I would call Kindle customer service and ask them about it. The corner on my Kindle popped open after I had it for two months. I called and they immediately sent me a replacement.

L


----------



## 911jason (Aug 17, 2009)

But also keep in mind that a replacement is likely to be a refurb... if you can live with the nick, I'd just keep it. You have a year to ask for a replacement if the nick starts to get worse.


----------



## Ann in Arlington (Oct 27, 2008)

911jason said:


> But also keep in mind that a replacement is likely to be a refurb... if you can live with the nick, I'd just keep it. You have a year to ask for a replacement if the nick starts to get worse.

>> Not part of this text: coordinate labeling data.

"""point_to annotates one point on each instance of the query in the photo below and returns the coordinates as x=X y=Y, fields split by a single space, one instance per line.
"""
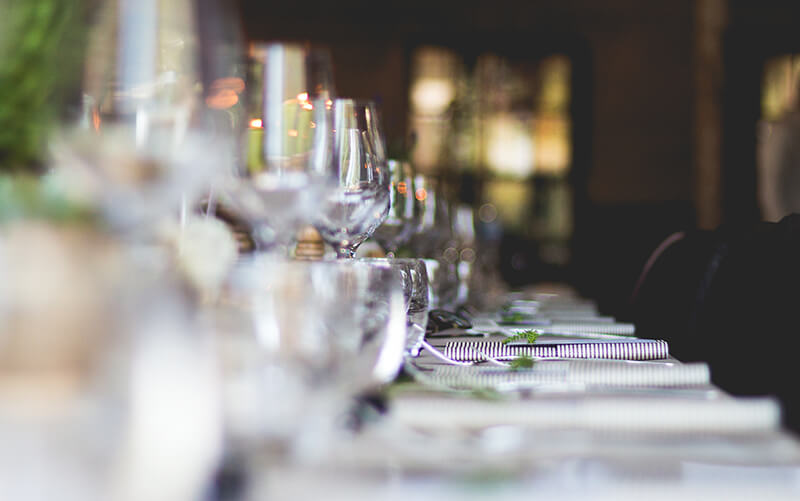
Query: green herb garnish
x=521 y=362
x=529 y=336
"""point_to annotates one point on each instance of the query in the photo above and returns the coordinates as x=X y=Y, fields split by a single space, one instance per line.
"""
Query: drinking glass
x=286 y=143
x=359 y=202
x=142 y=144
x=315 y=335
x=400 y=223
x=413 y=275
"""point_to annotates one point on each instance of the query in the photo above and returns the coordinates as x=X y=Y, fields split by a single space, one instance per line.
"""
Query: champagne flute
x=400 y=223
x=359 y=202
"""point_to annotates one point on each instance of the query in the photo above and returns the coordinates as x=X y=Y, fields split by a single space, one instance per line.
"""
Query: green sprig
x=529 y=336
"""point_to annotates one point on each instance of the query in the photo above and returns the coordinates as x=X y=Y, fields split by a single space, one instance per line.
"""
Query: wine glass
x=286 y=144
x=143 y=143
x=359 y=203
x=400 y=223
x=313 y=336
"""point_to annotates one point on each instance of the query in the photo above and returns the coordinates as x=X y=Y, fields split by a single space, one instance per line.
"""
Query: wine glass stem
x=345 y=252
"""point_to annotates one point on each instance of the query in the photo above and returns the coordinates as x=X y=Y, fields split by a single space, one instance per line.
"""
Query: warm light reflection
x=222 y=99
x=95 y=119
x=432 y=96
x=779 y=85
x=224 y=93
x=509 y=145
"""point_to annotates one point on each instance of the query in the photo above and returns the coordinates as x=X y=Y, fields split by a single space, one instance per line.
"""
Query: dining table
x=472 y=416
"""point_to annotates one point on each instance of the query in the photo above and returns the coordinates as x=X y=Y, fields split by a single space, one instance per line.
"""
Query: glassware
x=143 y=144
x=286 y=144
x=359 y=203
x=312 y=336
x=400 y=223
x=413 y=276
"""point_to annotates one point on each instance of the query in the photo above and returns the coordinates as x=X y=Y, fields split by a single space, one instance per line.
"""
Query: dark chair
x=729 y=297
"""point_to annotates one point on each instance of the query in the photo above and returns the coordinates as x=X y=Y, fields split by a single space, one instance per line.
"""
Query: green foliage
x=529 y=336
x=25 y=196
x=40 y=63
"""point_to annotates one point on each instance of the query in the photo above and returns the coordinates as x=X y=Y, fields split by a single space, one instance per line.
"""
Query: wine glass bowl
x=359 y=202
x=399 y=225
x=285 y=143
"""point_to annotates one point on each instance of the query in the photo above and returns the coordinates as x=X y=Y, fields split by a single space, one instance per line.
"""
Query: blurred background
x=589 y=130
x=583 y=133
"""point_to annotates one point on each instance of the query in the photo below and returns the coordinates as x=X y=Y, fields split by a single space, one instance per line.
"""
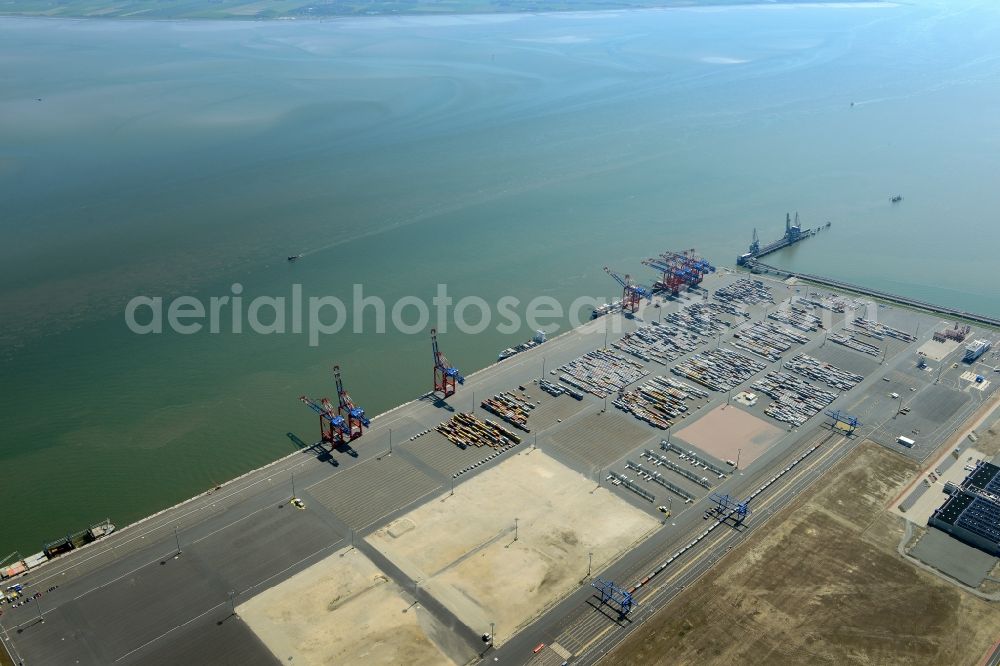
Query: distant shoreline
x=318 y=10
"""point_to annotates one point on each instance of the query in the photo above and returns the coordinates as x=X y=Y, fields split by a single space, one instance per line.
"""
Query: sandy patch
x=462 y=548
x=937 y=351
x=343 y=610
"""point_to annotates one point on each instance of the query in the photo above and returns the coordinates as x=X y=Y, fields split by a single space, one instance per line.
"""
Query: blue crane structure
x=445 y=374
x=611 y=593
x=333 y=429
x=356 y=419
x=727 y=507
x=631 y=293
x=843 y=420
x=678 y=270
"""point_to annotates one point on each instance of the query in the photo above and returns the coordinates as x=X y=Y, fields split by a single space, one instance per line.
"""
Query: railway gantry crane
x=332 y=427
x=445 y=374
x=631 y=293
x=356 y=419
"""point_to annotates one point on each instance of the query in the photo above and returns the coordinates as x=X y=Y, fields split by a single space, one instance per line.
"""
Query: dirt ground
x=823 y=584
x=988 y=440
x=727 y=429
x=462 y=550
x=343 y=610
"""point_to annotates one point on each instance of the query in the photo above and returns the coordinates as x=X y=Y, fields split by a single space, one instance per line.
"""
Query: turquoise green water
x=512 y=155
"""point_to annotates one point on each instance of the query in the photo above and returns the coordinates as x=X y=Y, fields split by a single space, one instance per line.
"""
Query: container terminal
x=448 y=528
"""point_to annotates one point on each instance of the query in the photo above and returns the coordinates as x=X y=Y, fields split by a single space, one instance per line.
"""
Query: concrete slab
x=373 y=490
x=438 y=453
x=728 y=431
x=952 y=557
x=937 y=351
x=344 y=610
x=599 y=439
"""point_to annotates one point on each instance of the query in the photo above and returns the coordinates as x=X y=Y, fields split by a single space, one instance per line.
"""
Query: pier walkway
x=875 y=293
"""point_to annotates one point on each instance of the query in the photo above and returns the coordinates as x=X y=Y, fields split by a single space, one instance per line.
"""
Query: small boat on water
x=524 y=346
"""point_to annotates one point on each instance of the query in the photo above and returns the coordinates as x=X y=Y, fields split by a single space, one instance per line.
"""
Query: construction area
x=344 y=610
x=453 y=526
x=504 y=547
x=822 y=583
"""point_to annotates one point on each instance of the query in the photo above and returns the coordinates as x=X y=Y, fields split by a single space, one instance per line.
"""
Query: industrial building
x=972 y=512
x=975 y=349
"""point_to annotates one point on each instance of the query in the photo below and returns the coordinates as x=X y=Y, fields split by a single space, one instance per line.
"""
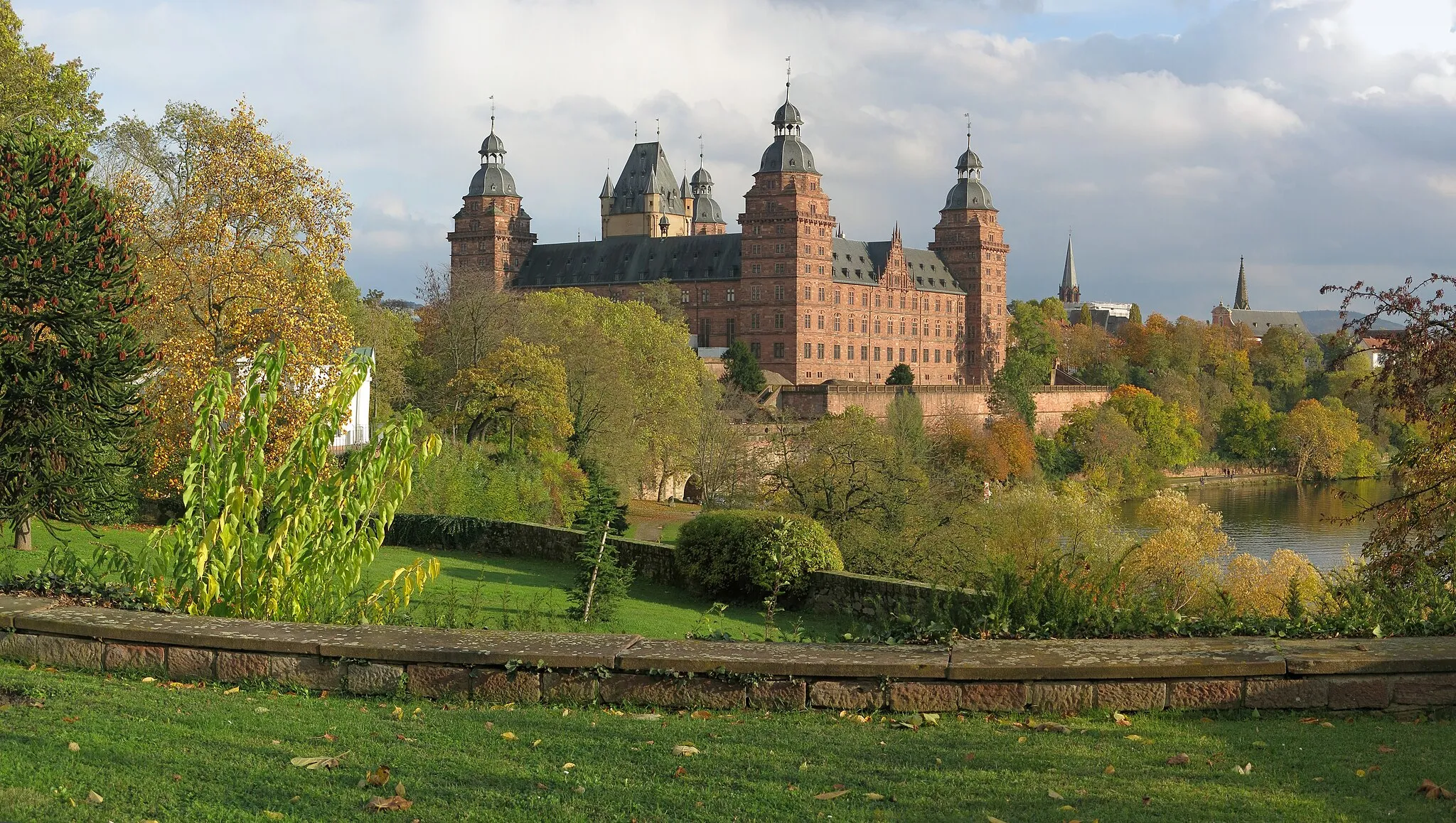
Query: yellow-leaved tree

Well, maybe not. . . .I think that if it's within 30 days they generally replace with new. . . .on the theory that the person can always just return it anyway and purchase new again. After 30 days they do have the right to replace it with a refurbished unit.


----------



## 911jason (Aug 17, 2009)

Oh that's good to know Ann, for some reason I thought they always replaced with refurbs.


----------



## bce (Nov 17, 2009)

We had to replace my wife's when she first got it because there was a bump in the case near the keyboard and it was causing some stress fractures.  Called them the day we got it and we got a new one.  I was ready to argue with them about getting a refurb, but I didn't have to.


----------



## pidgeon92 (Oct 27, 2008)

I wouldn't worry about a little crack like that, but I would discontinue using the hinged case.


----------



## Emily King (Jun 9, 2009)

My dad was looking at my kindle and decided to put it back into the hinged case all on his own. <sigh> Instead of asking for help, he jammed the upper part of the hinge into the hole on the kindle. The bottom part was only halfway in, so it pretty much got stuck. It crunches now whenever I try to put the top part in, though it does work alright. I've changed to a corner Oberon cover... the damage has been there since April or so and has not gotten any worse. Here's a picture of what it looks like:


----------



## earthlydelites (Dec 12, 2009)

ouch! they look like bad cracks! I think I'll keep my kindle away from hinged cases.... that would break my heart to see a crack or chip in it


----------



## BoomerSoonerOKU (Nov 22, 2009)

Thanks for all of the advice.  I'm going to watch it for a week or two and see if it gets any worse.  I'll be getting an Oberon for my birthday (next month) so as long as it doesn't look to be getting any worse it looks like it will be ok.  But, who knows.. I might change my mind in the next couple of days.


----------